Fine Tune LLM on a Custom Dataset with QLoRA
End-to-end tutorial for fine-tuning a large language model (Phi-2) on a domain-specific dataset using QLoRA (Quantized LoRA). Relevant for search practitioners who need to adapt LLMs for query understanding, document generation, or RAG pipelines.
Key Concepts
LoRA (Low-Rank Adaptation): instead of fine-tuning all model weights, train two small matrices that approximate the weight update. Produces a small adapter (~MBs) that can be applied on top of the frozen base model.
QLoRA: LoRA + 4-bit quantization of the base model weights. Reduces GPU memory significantly (fits a 2.7B model on a single consumer GPU) with minimal accuracy loss.

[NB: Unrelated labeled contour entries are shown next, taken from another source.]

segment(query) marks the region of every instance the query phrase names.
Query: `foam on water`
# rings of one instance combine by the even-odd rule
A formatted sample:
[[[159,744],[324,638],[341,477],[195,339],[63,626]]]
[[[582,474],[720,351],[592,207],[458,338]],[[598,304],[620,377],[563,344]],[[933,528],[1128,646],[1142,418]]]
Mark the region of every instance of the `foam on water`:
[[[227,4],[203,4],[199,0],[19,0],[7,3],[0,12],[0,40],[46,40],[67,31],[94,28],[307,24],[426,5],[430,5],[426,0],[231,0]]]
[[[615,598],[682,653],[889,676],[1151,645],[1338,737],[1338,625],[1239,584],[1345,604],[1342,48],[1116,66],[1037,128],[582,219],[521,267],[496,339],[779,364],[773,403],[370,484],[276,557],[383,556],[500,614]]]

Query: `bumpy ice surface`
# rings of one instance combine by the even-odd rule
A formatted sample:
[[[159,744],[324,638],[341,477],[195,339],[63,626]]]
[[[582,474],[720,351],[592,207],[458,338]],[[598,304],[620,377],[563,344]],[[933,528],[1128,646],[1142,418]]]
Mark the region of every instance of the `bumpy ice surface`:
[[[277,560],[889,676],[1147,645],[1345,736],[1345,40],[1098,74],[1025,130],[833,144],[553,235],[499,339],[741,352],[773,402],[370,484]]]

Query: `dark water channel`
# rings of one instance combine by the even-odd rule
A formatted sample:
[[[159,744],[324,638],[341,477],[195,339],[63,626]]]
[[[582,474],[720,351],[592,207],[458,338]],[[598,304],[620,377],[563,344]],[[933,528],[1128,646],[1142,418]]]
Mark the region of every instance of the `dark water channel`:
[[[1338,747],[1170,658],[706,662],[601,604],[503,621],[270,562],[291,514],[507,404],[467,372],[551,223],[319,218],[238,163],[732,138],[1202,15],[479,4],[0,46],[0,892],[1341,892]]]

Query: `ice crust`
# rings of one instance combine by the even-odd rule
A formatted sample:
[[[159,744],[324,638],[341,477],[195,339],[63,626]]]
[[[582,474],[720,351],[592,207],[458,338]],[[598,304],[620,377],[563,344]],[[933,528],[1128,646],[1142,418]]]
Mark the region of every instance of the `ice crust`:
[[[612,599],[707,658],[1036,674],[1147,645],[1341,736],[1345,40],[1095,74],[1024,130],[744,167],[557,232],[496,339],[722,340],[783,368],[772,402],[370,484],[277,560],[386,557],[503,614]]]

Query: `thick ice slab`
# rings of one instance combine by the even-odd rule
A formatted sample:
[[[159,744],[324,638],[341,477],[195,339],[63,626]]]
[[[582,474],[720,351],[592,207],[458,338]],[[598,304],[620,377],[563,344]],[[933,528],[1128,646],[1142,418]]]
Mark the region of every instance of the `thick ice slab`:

PEFT (Parameter-Efficient Fine-Tuning): umbrella term for techniques like LoRA/QLoRA that update only a subset of parameters.
Process
- Load base model (Phi-2) in 4-bit via
BitsAndBytesConfig - Apply LoRA adapter config (
r=32, target Q/K/V projection layers) - Format dataset as instruction-response pairs
- Train with
SFTTrainer(supervised fine-tuning) - Evaluate with ROUGE metric against human baseline summaries
When to Use Fine-tuning vs RAG
- Fine-tune for: strict output formatting (JSON), domain-specific terminology, cost reduction (small specialized model instead of GPT-4)
- RAG for: frequently changing knowledge, grounded citations, factual retrieval
Search Relevance
Fine-tuning is directly relevant for: LLM-based query rewriting, intent classification, judgement label generation, and RAG synthesis layers.